To take a few counterexamples, I didn’t enjoy the climax of the duel between Gregor Clegane (Hafþór Júlíus Björnsson) and Oberyn Martell (Pedro Pascal) in “Game of Thrones,” which ended with the former smashing the latter’s head into a pulp with a single blow from his enormously powerful fist. And I didn’t particularly need to see a dog tearing off Ramsay Bolton’s (Iwan Rheon) jaw after Sansa Stark (Sophie Turner), who had been forced to marry him, defeated him in battle and then executed him by the same means he had used to murder so many others.
But I understood why the show made both of those choices.

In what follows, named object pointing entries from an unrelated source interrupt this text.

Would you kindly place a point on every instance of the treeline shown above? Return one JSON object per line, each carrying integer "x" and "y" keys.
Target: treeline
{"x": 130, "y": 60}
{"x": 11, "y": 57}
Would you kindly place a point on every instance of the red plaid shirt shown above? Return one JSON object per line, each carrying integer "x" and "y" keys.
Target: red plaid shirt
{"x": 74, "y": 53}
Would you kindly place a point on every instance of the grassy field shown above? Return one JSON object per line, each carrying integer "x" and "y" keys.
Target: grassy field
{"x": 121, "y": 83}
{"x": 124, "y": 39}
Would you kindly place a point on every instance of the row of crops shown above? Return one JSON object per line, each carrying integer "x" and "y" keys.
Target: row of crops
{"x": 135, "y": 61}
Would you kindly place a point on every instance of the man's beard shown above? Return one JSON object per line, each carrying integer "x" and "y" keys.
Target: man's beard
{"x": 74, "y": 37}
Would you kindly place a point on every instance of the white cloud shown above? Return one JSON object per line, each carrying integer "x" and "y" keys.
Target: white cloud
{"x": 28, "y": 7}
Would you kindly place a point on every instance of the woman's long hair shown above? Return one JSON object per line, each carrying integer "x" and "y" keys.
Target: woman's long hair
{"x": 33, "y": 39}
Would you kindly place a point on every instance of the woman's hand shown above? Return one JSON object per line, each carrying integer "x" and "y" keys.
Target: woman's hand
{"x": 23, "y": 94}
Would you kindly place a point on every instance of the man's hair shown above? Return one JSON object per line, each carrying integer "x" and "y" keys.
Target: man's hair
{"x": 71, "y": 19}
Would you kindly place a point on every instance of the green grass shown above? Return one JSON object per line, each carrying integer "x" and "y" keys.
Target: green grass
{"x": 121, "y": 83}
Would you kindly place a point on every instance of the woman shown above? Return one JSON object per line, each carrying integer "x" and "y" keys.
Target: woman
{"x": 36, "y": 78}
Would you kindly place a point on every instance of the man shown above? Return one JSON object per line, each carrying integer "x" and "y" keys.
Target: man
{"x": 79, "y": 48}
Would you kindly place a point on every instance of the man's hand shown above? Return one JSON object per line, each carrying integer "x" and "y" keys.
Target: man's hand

Martell’s death at the moment when he seems to have won the fight is a shocking reversal and a victory for brute force over cleverness. And for Stark to use Bolton’s own methods was one of the best possible ways for the show to demonstrate how thoroughly she had been compromised and to undercut the sense that her liberation was an unambiguous victory.
What the vomiting sequence and the sight of Sheila over the body she has ripped open communicate is mostly that the process she’s going through is yucky. I suppose there’s some minor frisson that “Santa Clarita Diet” gets from the juxtaposition of a vomit-encrusted bathroom, some really gory entrails, the supposed tidiness of Sheila and Joel’s suburban life and the upscale fantasy homes they sell, and her increased sex drive. There’s bile and sinew and intestines lying behind all of our desires. But “Santa Clarita Diet” seems too lightweight to support much true darkness; “the show is offering us a series of barf jokes, not a “Hannibal”-style vivisection of the soul or a “Walking Dead”-style meditation on the breakdown of society.
Maybe “Santa Clarita Diet” will get there, or at least someplace a little bit more interesting. But with so much other television to watch, I won’t be joining the show on its particular journey. Instead, “Santa Clarita Diet” will stand as a reminder that the license outlets such as Netflix give to creators, whether it’s to make episodes longer or shorter than the standard run time, or to be explicitly sexual, explicitly violent or explicitly disgusting aren’t always meaningful. Watching Sheila wander around her kitchen cheerfully eating raw hamburger from a Styrofoam tray is more unsettling than looking at the queasier wreckage of her purging and bingeing.